Pi found the landmine. It read the actual code and discovered that two production code paths read the source text of main.go at runtime — the docs-drift-checker and roadmap-next-task-suggester routines enumerate runnable routines by parsing the case "..." strings inside cmdRunRoutine. The plan deleted main.go. After deletion: compile passes (string paths don't participate in compilation), tests pass (they build their own fixtures in temp dirs), help output unchanged, symbol parity unchanged — every gate I designed waves it through — and both routines crash in production.

Kimi produced a better fix than Pi's. Pi suggested changing the hardcoded path to scan all .go files, but Kimi pointed out that this cascades into evidence-text and test-assertion changes — modifying behavior in service of a "zero behavior change" refactor, which is backwards. Its proposal: don't delete main.go. Keep it as a 40-line shell containing only cmdRunRoutine plus a comment explaining that this function must stay in this file because two runtime self-inspections depend on it. Zero code change, zero semantic change. It also verified that the const block at line 16,144 was actually the policy-rule ID table, correcting an attribution contradiction in my plan.

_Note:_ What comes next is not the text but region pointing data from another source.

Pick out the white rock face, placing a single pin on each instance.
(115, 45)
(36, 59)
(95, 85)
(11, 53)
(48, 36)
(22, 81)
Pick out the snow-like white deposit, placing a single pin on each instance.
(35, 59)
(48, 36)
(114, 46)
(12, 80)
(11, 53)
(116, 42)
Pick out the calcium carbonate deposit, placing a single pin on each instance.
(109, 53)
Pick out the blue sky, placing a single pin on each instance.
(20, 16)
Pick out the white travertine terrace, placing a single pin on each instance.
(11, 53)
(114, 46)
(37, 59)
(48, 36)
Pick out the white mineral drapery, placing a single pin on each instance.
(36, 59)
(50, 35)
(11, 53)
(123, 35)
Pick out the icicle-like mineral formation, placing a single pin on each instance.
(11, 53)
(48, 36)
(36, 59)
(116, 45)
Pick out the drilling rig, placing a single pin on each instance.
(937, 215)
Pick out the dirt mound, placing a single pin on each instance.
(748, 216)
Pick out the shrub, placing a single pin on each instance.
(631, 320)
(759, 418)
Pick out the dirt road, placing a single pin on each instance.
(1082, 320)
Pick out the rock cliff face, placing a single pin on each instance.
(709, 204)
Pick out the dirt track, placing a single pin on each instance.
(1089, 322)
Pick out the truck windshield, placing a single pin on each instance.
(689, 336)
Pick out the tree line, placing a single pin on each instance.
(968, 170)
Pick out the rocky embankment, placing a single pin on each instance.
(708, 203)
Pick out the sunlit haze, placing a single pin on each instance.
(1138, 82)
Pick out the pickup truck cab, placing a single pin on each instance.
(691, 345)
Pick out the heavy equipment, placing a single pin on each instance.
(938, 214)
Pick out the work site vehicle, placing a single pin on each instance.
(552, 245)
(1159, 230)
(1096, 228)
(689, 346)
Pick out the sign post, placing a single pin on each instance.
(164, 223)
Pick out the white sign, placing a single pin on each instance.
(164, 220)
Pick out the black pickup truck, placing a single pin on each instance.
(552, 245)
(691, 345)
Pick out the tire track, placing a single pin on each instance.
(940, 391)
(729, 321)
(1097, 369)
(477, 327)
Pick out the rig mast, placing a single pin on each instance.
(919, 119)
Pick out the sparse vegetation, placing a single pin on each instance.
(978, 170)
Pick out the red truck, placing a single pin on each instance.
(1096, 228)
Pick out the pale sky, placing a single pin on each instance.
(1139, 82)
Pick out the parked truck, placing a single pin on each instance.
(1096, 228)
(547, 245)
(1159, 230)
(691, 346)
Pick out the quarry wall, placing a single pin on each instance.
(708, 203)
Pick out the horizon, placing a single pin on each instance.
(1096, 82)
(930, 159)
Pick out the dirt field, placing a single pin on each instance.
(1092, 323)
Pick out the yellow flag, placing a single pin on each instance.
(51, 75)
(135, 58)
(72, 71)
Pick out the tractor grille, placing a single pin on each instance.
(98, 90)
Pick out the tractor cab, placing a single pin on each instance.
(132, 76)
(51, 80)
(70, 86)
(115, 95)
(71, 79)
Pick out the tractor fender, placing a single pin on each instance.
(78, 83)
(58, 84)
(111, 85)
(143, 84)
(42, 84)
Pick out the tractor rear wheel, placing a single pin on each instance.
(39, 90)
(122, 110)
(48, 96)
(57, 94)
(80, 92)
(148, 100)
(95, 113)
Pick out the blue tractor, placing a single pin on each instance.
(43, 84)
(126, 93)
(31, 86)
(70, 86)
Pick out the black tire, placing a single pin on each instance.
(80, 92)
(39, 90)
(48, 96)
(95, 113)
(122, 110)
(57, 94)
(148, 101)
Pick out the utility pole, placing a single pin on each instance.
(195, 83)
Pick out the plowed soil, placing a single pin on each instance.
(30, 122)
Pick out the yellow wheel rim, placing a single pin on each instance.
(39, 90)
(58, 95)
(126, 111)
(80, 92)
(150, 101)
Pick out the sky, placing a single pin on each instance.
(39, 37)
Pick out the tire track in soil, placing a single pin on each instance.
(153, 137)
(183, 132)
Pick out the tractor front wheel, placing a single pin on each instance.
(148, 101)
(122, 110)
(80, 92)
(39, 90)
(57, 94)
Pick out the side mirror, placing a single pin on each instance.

Note that this division of labor was not something I orchestrated — it fell out of the difference in vantage points: the model that only sees the plan attacks the plan's internal logic; the models that can read code attack the gap between plan and reality. However smart a single model is, it can only stand in one place.

Revise, execute, accept

With the three sets of findings merged (four P1s, seven P2s), the plan went to v2: grep replaced by AST manifest, const blocks moved whole or not at all, main.go kept as a thin shell, plus a static check watching the shell's integrity. Execution went to a cheaper-model worker in an isolated worktree, with ten gates that all had to pass before handoff.

At acceptance time I did not take the worker's word for it — every gate was re-run in its worktree, and the help output and test-name set were diffed against the main branch one by one. That discipline was learned the hard way: I have been burned more than once by a worker reporting "committed" when nothing was.

Final result: 21 production files + 10 test files, the largest at 1,670 lines; a 1,982-entry declaration manifest identical before and after; all 138 tests present. "Zero behavior change" stopped being a slogan and became a stack of reviewable empty diffs.

Why "three models" and not "a more careful me"

You could argue that careful reading would have found those two runtime self-inspections. In theory, yes. But "careful" is not an engineering guarantee. Using human (or single-model) diligence as the safety net for an 18,782-line file is the same logic as skipping the seatbelt because you drive carefully.

In the previous post I argued that AI coding is not short on model capability — it is short on an outer control system. This is a concrete cross-section of that argument: review is part of the control system, and single-model review has structural blind spots — not because the model is weak, but because it shares its priors with the model that wrote the plan. Switch model families and the blind spot changes shape; stack three families and what slips through gets very small.

The cost? Three reviews ran in parallel, about fifteen minutes total, two of them on subscription quota I was already paying for. The alternative was two features failing silently and a late-night debugging session.

The math is easy. Remembering to do the math every time is the hard part.